You’ve managed to avoid the needle stick for the last several winters — and keeping your immune system strong has helped you avoid a nasty influenza attack.
But since you won’t get vaccinated to prevent the flu, the mainstream has cooked up a different reason for you to get the flu shot: to protect your heart.
They’re going gung-ho over claims that a flu shot will somehow cut your risk of atrial fibrillation, the most common irregular heartbeat condition facing seniors.
Supposedly, if you don’t get the flu shot and then you get sick, your risk of developing A-fib jumps by 18 percent. Get the flu shot and don’t get the flu, and your risk of the condition drops by 12 percent.
But don’t roll up your sleeve just yet, because I’m here to poke a big hole in this study, which focused exclusively on seniors in Taiwan.
For one, you can take ANY finding about A-fib risk from Taiwan and toss it out the window…because it’s not going to apply to anyone else in the world.
Taiwan is where some 2.4 million of the island’s 22 million people chew this awful thing called a betel nut — which does screwy things to your heart’s rhythm, like increasing your risk of atrial fibrillation. If you’ve ever been there, you probably remember having to dodge the unsightly red spit puddles everywhere.

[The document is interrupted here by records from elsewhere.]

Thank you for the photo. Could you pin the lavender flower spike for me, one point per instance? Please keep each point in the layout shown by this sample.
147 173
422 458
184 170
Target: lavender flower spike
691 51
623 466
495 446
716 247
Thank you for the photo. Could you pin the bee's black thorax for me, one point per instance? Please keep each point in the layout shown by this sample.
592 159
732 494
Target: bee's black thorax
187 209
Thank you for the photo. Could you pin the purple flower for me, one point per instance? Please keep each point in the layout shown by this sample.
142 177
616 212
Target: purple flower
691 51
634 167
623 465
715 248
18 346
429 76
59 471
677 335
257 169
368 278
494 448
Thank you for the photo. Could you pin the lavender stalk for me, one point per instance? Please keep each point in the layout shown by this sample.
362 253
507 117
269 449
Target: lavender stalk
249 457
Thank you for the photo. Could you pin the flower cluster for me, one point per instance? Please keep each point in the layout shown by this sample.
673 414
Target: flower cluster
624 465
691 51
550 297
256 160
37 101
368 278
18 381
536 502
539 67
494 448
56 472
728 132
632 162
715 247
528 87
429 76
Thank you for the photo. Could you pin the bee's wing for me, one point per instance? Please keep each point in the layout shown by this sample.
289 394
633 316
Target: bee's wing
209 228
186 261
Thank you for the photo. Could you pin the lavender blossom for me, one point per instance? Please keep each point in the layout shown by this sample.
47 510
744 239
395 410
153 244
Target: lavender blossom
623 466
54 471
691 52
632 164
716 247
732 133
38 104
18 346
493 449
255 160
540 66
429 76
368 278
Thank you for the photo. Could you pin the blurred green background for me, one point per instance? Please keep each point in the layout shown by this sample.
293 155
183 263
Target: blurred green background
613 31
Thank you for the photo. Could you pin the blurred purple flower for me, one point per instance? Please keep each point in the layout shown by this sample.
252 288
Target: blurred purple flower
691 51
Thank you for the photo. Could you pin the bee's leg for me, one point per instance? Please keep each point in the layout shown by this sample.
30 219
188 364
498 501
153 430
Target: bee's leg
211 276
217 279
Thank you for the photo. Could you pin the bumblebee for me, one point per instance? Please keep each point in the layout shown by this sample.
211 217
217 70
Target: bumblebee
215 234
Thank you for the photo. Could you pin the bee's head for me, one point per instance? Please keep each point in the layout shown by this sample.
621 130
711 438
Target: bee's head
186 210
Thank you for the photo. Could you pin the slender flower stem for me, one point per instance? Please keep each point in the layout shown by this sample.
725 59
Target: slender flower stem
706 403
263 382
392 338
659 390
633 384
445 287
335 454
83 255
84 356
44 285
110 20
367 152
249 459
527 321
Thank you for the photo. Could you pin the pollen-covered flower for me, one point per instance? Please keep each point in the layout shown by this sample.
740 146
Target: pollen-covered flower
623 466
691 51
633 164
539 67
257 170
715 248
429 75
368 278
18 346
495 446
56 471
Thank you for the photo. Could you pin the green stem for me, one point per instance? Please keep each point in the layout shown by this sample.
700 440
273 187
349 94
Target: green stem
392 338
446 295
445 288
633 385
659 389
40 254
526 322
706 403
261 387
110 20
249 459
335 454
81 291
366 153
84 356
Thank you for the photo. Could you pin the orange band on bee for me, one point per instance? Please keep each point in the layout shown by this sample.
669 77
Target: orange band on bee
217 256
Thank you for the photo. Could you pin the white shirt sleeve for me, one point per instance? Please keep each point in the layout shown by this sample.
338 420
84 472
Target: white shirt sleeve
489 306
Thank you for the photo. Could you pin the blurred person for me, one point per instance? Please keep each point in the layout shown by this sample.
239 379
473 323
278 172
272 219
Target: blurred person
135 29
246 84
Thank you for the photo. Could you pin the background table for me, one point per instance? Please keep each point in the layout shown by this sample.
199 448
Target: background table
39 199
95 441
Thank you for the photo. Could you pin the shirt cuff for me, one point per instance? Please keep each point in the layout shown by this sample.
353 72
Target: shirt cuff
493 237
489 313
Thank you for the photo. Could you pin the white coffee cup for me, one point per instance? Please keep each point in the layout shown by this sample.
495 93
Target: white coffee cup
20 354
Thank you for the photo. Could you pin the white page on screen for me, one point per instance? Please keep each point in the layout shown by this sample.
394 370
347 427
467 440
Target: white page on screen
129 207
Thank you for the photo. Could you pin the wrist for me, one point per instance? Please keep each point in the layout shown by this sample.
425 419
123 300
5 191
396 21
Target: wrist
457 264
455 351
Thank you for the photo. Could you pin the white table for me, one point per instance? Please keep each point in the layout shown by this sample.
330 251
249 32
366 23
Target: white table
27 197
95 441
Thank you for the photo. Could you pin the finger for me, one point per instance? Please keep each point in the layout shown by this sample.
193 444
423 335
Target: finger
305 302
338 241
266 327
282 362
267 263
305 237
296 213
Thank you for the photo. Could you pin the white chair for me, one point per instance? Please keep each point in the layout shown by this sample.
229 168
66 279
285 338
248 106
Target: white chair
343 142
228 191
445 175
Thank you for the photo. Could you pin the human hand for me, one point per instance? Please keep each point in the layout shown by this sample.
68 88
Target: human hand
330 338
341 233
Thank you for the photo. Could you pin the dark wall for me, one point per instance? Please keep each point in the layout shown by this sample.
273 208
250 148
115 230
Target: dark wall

Yet in an editorial published with the study, researchers declared that the flu shot “could represent another simple, cost-effective intervention to prevent AF” and that the study uncovered “even more potential public-health benefits of the vaccine.”
Gimme a break!
I’ve got a couple of simple, safe steps you can take right now instead.
First, to prevent the flu, boost your D intake — it’s eight times more effective than the shot.
You can also boost your intake of fish oil, which cuts your risk of A-fib by 30 percent — making it 250 percent more effective than what this study claims about the flu shot.
And finally, stay away from anything that might send your heart racing — not just the exotic betel nut (which has also been linked to oral cancer), but other stimulants like caffeine, some prescription meds, and over-the-counter “alertness” aids and “non-drowsy” versions of cold and cough medications.